# Soil Test Results



## IntoTheGreen (Jul 10, 2018)

just got my soil test back but not sure what it all means - other than I should just use nitrogen only.
My first test whatsoever - looks scary with the Phosphorus or Iron.
Should I be worried on anything?
Oh, and you should know that this lawn has been neglected so long that the backyard 30-feet from a row of huge douglas fir trees was about 70% moss and front yard about 40%.
The way it is, moss loves it, grass hates it.


----------



## g-man (Jun 15, 2017)

Do you know the lab and/or test methods? Otherwise we will just use the graph.

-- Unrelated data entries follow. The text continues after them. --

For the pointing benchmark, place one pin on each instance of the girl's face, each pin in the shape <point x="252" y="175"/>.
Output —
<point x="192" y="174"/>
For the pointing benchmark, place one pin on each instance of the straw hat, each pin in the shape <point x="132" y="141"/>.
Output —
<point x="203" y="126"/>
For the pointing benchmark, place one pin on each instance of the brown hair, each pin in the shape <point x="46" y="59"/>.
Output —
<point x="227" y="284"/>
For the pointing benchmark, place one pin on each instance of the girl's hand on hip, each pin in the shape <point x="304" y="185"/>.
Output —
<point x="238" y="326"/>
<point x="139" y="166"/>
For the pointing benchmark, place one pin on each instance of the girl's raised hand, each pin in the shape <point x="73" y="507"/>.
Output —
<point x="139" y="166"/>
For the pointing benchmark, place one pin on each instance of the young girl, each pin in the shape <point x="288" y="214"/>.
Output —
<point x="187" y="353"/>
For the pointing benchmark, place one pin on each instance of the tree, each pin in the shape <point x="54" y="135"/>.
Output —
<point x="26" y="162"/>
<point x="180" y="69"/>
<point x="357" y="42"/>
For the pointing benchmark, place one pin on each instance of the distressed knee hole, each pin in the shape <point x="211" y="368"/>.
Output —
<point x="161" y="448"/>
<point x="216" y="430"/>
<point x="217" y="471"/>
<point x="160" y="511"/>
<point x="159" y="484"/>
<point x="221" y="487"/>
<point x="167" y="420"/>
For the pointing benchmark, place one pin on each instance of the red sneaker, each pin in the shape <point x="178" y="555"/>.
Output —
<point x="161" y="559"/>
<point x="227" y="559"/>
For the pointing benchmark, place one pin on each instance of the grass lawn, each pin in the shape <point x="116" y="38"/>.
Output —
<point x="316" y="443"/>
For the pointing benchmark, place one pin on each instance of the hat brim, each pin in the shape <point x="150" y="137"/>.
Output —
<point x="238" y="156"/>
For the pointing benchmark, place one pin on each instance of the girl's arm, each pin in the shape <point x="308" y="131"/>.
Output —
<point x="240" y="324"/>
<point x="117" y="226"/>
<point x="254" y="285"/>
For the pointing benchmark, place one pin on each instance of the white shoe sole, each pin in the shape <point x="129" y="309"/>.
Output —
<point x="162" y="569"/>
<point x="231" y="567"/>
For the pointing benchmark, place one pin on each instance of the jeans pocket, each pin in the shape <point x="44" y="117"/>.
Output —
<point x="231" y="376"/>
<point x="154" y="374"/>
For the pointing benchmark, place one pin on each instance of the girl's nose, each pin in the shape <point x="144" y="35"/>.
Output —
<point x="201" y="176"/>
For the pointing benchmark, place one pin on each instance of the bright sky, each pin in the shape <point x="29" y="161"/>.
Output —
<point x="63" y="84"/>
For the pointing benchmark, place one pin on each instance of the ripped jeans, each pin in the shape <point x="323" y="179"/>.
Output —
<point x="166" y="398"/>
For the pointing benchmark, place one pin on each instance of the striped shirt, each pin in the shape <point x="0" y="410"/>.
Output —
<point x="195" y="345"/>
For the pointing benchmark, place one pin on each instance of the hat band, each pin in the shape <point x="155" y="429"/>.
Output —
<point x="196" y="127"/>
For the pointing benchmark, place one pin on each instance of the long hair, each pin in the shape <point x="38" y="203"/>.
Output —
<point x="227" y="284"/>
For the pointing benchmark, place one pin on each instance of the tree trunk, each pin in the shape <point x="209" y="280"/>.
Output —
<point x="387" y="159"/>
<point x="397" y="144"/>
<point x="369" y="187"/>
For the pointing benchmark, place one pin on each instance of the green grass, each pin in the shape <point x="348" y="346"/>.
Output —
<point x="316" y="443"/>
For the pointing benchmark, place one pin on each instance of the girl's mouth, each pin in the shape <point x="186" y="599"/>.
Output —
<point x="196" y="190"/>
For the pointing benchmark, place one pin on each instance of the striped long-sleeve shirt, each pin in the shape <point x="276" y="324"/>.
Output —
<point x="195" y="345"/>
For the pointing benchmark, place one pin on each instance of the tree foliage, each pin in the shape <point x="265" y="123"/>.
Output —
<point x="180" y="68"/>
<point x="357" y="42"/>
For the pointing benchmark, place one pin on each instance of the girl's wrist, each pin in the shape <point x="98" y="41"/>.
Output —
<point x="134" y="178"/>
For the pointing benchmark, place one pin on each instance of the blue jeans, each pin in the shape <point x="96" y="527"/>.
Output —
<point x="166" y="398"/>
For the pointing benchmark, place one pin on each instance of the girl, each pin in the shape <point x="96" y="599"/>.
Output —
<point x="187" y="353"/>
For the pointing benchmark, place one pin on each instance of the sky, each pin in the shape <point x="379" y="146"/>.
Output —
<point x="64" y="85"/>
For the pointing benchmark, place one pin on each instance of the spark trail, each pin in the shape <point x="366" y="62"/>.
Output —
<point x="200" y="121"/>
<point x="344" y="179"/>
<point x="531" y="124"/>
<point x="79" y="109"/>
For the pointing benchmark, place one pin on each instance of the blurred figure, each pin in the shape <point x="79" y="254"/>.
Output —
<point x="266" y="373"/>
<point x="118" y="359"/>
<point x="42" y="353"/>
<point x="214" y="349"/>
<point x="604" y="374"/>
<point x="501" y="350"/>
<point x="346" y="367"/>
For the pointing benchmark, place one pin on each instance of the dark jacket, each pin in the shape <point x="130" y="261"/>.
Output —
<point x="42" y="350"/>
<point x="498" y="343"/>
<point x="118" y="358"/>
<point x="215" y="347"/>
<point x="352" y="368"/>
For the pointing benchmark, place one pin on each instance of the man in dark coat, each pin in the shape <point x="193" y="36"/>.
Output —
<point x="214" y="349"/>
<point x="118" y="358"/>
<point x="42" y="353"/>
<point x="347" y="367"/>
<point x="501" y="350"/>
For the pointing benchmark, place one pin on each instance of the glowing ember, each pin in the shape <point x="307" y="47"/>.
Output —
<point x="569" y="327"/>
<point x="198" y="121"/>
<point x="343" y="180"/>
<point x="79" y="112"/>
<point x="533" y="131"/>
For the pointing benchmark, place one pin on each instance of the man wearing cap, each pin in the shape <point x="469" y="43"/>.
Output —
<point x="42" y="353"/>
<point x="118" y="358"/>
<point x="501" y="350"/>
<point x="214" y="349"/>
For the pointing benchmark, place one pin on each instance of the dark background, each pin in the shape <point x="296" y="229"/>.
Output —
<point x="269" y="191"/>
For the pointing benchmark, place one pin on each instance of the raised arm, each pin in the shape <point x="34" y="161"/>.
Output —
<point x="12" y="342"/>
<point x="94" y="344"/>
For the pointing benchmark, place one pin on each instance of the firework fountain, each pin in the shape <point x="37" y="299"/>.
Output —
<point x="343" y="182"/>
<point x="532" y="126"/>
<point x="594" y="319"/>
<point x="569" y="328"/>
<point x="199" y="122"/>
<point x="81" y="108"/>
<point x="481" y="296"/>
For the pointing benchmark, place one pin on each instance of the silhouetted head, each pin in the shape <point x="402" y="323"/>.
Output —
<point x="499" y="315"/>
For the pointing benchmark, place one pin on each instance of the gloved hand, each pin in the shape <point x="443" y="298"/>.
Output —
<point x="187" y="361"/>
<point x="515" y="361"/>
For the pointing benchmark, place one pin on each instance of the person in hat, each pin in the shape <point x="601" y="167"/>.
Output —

Mostly you just need nitrogen and some potassium. Avoid phosphorus. Nothing wrong with your iron. For your area, perennial ryegrass seems to work the best.


----------



## IntoTheGreen (Jul 10, 2018)

Test method I don't know. Lab was Simply Soil Testing out of Burlington, WA.
Yep, I'll go with N only. And, recently tore out moss with a Manta power rake - lot's of it - and will over seed with PRG brand "Major League" called "Tough Turf" mix. I got it at the local Co-Op and supposedly it is the same grass that they use at the Everett, WA AquaSox baseball field.


----------



## Muddysneakers77 (Nov 3, 2018)

I live in Monroe, WA and was planning on using the same Lab out of Burlington in the Spring. I have had a lot of fungus in my new yard and need a 'base' to see where all my Macros & Micros are at.


----------